Glacier Waterton International Peace Park

We camped at the San-Suz-Ed RV Park, nestled among pine trees two miles from the west entrance to Waterton Glacier West Glacier, Montana, which, incidentally proved to be source of great home-made banana cream pie.  The glacier park is magnificent.. The scenic 'Going to the Sun' road brings you over the 2434m/8,000ft high Logan Pass. At the foot you drive alongside Lake McDonald and look up an almost sheer face   8565ft to the top. As you can see from the photos, the wild flowers are wonderful.


Lake Macdonald seen from the hillside.

An impressive carved wooden eagle.


Wild flowers in the Park


Views of Lake McDonald



Tour buses dating from the ealier days otif Waterton Park are still in use.

 
One of the smaller mammals to be found in the park


Pebbles in the Lake McDonald


Glacier Park Lodge

Yellowstone National Park

We drove to  Helena (the capital of Montana) via Butte,   Nevada City and Virgina City (an historic mining town).  Not much can be said about Yellowstone that has not already been said.  'Old Faithful' is as active as ever. The 1988 fire devastated over 80% of the park, and four  years of drought have added to the damage.. It will take  generations to recover its former glories.

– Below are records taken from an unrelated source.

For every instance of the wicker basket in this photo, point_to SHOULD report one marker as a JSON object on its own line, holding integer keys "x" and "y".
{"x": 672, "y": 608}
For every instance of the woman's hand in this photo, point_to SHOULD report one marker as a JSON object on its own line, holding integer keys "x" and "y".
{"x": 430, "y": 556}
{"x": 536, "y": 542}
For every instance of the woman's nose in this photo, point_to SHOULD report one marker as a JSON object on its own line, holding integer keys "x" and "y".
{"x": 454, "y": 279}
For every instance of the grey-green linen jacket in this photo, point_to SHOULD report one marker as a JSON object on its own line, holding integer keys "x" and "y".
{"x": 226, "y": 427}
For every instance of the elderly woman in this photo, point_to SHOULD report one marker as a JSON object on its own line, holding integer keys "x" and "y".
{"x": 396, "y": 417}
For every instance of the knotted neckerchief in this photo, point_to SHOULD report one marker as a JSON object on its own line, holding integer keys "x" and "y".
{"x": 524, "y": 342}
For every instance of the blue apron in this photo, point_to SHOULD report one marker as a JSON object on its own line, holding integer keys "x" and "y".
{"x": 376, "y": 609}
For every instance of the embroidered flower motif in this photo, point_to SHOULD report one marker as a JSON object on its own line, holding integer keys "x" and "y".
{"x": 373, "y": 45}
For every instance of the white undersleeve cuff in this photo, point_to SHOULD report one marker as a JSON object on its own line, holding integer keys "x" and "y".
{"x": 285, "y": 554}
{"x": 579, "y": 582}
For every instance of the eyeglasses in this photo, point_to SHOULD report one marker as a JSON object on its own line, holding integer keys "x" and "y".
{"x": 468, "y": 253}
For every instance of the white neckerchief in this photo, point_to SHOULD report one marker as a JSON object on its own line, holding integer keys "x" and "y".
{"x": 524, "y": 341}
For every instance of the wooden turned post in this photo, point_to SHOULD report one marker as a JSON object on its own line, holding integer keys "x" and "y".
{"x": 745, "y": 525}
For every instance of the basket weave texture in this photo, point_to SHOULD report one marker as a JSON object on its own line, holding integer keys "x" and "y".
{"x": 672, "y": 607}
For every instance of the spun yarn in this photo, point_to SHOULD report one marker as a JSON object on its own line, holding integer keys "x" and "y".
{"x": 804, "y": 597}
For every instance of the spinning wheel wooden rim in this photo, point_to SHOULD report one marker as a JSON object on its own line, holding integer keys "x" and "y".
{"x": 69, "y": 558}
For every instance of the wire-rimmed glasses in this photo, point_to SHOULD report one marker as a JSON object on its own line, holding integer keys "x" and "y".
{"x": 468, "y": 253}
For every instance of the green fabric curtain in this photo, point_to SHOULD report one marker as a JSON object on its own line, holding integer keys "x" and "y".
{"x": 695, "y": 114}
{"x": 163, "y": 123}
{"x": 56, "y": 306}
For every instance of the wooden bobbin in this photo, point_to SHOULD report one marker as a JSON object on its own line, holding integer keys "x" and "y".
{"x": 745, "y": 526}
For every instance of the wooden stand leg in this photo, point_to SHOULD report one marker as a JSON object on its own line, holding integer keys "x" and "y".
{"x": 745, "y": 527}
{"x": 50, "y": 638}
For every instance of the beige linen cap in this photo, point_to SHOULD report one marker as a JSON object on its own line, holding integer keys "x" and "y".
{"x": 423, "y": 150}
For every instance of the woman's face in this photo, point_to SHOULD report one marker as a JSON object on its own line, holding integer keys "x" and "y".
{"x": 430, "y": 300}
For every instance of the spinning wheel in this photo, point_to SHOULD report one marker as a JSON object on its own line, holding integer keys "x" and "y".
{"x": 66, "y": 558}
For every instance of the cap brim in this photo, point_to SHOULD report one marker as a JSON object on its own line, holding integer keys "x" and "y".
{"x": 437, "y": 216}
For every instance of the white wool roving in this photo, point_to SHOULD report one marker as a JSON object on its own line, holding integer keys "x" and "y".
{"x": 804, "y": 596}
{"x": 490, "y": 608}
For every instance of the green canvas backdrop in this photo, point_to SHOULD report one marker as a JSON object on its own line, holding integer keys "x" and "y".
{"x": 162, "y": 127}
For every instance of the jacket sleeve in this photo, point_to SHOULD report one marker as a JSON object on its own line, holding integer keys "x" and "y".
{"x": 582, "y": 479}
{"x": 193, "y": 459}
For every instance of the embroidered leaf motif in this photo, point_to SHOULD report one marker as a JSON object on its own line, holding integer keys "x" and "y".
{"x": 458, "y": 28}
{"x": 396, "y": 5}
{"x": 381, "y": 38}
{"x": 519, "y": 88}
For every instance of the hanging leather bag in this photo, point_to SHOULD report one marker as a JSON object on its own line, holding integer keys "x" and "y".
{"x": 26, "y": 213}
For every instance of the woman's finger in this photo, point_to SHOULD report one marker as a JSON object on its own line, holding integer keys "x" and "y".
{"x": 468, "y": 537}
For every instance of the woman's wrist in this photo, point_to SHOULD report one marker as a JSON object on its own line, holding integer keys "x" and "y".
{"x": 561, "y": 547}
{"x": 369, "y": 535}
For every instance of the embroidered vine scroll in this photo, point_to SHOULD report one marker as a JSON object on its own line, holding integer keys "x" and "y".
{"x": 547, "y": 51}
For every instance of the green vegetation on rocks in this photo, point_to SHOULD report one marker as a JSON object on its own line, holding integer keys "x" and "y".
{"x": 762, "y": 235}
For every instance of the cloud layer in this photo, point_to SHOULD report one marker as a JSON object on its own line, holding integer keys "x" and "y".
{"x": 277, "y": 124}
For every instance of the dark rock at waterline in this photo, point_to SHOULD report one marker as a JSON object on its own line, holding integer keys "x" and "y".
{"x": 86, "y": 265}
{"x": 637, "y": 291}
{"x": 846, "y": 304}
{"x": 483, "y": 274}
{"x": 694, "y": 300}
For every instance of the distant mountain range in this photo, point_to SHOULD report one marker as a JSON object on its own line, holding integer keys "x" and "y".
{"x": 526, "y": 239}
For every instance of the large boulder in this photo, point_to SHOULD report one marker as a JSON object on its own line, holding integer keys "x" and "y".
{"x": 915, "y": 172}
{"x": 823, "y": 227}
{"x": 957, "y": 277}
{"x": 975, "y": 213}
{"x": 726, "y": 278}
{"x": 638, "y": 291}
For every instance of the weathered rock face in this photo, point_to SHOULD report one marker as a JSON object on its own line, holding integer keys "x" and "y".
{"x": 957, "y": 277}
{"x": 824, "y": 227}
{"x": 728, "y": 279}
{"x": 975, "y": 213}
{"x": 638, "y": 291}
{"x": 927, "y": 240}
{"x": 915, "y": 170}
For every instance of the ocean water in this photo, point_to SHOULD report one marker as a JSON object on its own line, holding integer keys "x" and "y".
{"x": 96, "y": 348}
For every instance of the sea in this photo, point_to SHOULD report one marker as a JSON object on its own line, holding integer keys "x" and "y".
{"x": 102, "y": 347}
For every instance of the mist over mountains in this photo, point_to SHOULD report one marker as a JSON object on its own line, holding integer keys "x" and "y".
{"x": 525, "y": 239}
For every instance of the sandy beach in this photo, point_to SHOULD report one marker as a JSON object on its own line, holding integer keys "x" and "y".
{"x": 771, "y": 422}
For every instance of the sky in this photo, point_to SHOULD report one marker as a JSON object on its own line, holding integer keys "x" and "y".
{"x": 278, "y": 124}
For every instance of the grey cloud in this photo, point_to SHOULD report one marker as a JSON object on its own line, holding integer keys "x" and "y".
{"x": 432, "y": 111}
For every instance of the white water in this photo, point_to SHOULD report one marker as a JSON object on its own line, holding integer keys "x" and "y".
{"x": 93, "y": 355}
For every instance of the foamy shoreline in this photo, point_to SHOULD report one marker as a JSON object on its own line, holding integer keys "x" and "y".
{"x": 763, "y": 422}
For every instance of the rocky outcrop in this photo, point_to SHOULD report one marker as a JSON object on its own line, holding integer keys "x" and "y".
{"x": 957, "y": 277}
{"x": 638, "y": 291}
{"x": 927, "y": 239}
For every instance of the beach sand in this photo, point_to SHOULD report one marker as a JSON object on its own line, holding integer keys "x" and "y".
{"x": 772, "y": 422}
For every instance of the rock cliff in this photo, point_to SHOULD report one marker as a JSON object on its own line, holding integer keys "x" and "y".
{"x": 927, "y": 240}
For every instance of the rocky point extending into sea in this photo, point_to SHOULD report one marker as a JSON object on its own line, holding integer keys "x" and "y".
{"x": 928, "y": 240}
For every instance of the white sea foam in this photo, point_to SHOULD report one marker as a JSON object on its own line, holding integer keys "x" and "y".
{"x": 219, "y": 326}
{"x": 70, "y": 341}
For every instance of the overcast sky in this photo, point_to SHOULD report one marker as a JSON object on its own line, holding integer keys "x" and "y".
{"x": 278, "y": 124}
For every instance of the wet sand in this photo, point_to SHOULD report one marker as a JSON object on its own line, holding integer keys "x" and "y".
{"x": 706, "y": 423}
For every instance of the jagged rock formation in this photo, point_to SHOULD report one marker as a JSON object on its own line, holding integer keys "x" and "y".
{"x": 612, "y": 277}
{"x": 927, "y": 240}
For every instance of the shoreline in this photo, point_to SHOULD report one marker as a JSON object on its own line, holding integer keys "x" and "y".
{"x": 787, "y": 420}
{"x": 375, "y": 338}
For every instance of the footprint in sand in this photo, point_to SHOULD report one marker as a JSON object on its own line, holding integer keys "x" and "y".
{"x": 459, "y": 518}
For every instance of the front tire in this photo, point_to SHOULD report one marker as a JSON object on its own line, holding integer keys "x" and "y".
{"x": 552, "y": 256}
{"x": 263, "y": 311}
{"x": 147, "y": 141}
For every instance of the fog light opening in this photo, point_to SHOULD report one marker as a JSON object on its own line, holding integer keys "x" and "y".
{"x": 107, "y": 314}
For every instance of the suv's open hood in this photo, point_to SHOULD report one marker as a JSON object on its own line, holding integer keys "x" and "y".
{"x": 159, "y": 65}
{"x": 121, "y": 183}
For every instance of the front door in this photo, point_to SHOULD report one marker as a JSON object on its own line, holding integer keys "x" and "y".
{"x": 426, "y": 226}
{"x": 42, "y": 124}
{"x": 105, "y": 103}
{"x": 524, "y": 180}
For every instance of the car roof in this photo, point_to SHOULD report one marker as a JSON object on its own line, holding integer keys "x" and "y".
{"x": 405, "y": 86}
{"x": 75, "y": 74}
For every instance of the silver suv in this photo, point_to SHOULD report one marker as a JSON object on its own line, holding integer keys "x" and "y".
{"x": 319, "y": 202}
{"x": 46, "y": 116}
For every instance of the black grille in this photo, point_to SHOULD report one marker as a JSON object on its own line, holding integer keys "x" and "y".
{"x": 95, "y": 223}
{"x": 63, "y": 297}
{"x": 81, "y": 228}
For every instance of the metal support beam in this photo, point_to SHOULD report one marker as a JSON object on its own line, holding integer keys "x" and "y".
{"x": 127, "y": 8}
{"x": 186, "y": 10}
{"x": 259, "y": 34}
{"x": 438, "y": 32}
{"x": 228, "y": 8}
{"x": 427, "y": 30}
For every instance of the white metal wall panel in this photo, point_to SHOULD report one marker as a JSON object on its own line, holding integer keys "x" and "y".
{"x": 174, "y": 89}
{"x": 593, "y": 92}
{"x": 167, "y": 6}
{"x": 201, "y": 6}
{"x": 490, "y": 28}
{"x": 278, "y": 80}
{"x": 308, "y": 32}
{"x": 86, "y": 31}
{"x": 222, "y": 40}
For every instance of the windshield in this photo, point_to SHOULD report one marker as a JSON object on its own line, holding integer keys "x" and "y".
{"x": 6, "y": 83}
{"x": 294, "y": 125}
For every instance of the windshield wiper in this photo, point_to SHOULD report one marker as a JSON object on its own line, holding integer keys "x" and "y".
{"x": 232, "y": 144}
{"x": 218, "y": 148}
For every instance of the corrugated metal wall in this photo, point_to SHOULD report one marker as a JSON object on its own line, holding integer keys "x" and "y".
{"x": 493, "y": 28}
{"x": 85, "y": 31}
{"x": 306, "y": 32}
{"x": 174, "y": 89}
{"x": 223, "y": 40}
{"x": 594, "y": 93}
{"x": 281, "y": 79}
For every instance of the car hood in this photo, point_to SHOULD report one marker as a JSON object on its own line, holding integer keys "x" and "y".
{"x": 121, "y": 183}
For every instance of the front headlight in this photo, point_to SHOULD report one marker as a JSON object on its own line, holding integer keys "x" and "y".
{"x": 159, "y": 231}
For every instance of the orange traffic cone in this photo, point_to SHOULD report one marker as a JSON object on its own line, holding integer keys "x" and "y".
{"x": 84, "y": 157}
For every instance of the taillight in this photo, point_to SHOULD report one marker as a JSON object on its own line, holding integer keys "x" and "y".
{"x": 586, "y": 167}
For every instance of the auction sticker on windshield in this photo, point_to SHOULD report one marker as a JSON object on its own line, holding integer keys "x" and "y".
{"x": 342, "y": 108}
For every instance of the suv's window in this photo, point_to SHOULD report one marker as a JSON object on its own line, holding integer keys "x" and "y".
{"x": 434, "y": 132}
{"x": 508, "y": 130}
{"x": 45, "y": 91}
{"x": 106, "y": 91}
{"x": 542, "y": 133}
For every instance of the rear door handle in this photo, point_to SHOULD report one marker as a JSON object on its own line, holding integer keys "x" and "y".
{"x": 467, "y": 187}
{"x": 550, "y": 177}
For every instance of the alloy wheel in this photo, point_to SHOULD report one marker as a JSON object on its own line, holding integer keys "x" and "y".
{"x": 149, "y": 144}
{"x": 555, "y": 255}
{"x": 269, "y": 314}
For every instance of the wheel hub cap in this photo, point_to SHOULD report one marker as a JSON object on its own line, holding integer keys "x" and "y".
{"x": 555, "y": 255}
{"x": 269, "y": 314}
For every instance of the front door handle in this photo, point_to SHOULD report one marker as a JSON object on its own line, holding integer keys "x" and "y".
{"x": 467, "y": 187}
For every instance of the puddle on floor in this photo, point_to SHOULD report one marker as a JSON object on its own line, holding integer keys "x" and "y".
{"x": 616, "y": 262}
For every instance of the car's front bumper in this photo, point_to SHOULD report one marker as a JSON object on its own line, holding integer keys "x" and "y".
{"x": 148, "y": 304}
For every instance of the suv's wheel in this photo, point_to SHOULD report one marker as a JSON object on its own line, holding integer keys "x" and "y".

Old Faithful, true to form still erupts regularly between 46 to 126 minutes.



Geysers, hot springs, fumaroles and mud pots are found in Yellowstone powered by magmatic heat from volcanic eruptions.



Bison are said to be bad tempered and dangerous so it seemed better to be content with a back view.

 An elk grazing despite the tourists.



Afternoon nap interrupted by photographer.


Yellowston Canyon


Yellowstone Falls


Yellowstone Lake

Teton National Parks

 

Bryce Canyon Natonal Park

The Colorado Plateau is home to the world's most spectacular sights with Bryce, Capitol Reef, Arches, Canyon Lands and the most spectacular of all, the Grand Canyon. Our choice for being the No. 1 national park to visit was Bryce Canyon. These photos will illustrate why.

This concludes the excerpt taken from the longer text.